Improved view of U.S.

Perceptions of the U.S. are stronger among Gulf states, where 85 percent name it as an ally.

“It is seen as an economic ally,” said Saudi journalist and political commentator Khaled Almaeena. “It has helped countries in distress.”

The U.S. is not perceived very well in Iraq, where 93 percent see it as an “enemy.” Eighty-two percent of Yemeni youth share that opinion, as do 81 percent of Palestinian youths.

In other interesting findings, Arab youth aren’t sure how to view the Syrian conflict. Thirty-nine percent view it as a proxy war between regional and world players; 29 percent see it as a revolution against the regime; and 22 percent call it a civil war. Ten percent say they simply don’t know.

FILE - Young Saudi activists prepare for an athletic event they say helps handicapped children become more fit and integrate with society in Jeddah, Saudi Arabia, January 2016. Saudi journalist Khaled Almaeena suggests numbers from the Arab Youth Survey reflect growing indifference to political crises. (H. Murdock/VOA)

FILE - Young Saudi activists prepare for an athletic event they say helps handicapped children become more fit and integrate with society in Jeddah, Saudi Arabia, January 2016. Saudi journalist Khaled Almaeena suggests numbers from the Arab Youth Survey reflect growing indifference to political crises. (H. Murdock/VOA)

Almaeena suggests the numbers reflect growing indifference to political crises.

“Basically, youth are more interested in job security and education than in conflicts,” he said.

More Arab youth report they get their news from television, though the internet and social media are fast catching up.

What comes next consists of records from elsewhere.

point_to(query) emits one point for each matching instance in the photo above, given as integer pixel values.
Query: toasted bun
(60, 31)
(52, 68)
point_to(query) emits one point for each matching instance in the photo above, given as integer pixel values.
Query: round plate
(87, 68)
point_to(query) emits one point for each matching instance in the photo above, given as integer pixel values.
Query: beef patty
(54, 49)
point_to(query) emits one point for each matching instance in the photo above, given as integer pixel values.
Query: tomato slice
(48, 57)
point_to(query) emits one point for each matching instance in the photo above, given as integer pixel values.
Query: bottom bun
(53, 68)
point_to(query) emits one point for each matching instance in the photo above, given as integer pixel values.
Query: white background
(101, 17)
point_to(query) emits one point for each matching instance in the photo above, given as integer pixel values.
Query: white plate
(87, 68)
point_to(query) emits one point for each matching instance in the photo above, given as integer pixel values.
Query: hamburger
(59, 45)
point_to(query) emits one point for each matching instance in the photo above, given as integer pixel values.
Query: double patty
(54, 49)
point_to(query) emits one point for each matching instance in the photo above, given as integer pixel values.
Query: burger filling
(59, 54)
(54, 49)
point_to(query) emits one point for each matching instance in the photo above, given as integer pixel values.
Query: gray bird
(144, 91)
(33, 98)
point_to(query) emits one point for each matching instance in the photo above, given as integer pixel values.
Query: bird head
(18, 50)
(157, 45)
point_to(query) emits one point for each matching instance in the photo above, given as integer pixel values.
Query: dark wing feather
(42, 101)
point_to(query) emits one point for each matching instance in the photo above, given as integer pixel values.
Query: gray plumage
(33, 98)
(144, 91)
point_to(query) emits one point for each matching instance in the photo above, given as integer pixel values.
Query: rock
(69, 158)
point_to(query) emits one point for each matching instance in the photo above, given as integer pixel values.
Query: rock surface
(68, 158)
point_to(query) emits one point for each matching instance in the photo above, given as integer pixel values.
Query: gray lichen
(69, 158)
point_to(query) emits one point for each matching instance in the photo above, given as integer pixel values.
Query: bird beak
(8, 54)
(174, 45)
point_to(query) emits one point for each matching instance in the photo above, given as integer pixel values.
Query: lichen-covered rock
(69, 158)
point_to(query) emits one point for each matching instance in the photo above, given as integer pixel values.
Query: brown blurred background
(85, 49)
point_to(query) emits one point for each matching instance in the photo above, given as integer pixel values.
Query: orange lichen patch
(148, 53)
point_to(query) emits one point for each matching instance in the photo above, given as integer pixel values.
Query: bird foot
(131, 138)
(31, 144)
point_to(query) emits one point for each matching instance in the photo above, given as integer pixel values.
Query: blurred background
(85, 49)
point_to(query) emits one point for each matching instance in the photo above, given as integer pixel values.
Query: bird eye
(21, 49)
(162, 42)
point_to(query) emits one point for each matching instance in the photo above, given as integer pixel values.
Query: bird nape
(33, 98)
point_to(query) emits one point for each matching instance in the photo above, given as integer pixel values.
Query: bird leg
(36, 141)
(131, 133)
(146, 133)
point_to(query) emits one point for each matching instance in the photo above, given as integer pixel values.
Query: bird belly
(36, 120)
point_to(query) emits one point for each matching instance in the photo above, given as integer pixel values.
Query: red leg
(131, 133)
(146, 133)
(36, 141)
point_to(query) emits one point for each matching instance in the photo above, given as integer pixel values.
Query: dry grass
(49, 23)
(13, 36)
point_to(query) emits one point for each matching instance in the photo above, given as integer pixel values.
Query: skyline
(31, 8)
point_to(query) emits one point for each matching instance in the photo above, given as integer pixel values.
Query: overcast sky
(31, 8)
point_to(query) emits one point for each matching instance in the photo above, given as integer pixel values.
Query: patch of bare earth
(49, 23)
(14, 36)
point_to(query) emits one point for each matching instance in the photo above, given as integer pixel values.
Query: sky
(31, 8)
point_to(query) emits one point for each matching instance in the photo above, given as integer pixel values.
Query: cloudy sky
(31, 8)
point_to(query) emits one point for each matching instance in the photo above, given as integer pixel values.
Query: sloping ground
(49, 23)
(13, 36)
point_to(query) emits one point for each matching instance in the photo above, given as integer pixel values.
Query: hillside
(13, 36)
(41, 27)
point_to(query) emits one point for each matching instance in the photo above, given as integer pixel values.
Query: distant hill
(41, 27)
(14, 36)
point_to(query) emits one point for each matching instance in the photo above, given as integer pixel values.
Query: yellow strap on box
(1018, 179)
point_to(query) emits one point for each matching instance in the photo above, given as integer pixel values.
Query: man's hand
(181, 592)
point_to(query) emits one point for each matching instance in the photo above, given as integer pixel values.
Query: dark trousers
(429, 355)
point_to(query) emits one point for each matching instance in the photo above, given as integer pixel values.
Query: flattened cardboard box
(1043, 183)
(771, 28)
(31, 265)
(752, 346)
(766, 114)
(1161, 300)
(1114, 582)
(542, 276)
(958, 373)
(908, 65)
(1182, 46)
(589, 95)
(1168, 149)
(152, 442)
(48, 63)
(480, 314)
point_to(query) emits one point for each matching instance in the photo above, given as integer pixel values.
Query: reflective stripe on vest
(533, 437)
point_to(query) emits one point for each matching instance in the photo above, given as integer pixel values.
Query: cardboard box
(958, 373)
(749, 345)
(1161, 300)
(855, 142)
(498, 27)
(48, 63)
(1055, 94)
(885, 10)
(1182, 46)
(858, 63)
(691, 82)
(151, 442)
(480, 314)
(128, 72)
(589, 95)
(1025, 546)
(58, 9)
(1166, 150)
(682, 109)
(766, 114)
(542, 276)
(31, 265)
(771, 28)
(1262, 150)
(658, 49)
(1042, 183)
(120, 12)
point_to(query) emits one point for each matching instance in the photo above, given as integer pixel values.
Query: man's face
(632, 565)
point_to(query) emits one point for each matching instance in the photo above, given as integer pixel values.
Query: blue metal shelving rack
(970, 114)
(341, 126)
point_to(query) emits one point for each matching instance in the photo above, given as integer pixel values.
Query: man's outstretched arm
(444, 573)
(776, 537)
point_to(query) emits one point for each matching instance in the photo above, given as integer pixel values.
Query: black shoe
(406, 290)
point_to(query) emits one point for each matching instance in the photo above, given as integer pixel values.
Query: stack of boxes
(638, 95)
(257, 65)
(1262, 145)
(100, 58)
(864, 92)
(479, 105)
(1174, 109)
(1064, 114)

Fewer than two in 10 say they get their news from traditional print media and radio, and only 6 percent from magazines.

Takeaways

So what can be taken away from the survey?

“Life is full of problems,” a law student in Cairo told VOA, citing unemployment, the Egyptian military and a tangled government bureaucracy. "We are way, way behind many countries that were established after us, and they moved ahead of us.”

The survey demonstrates that youthful optimism has been dented in the past five years, but not squashed.

"That the promise and ambition of the Arab Spring has not been fulfilled yet does not mean, I hope, that it will not be fulfilled in time,” commentator Yafai said as the study was released, and he offered a message to the region’s leaders:

“If the young people of your countries do not believe that they are better off five years after the Arab Spring, that is not the fault of the young for believing. It is the fault of the political establishment for not achieving.”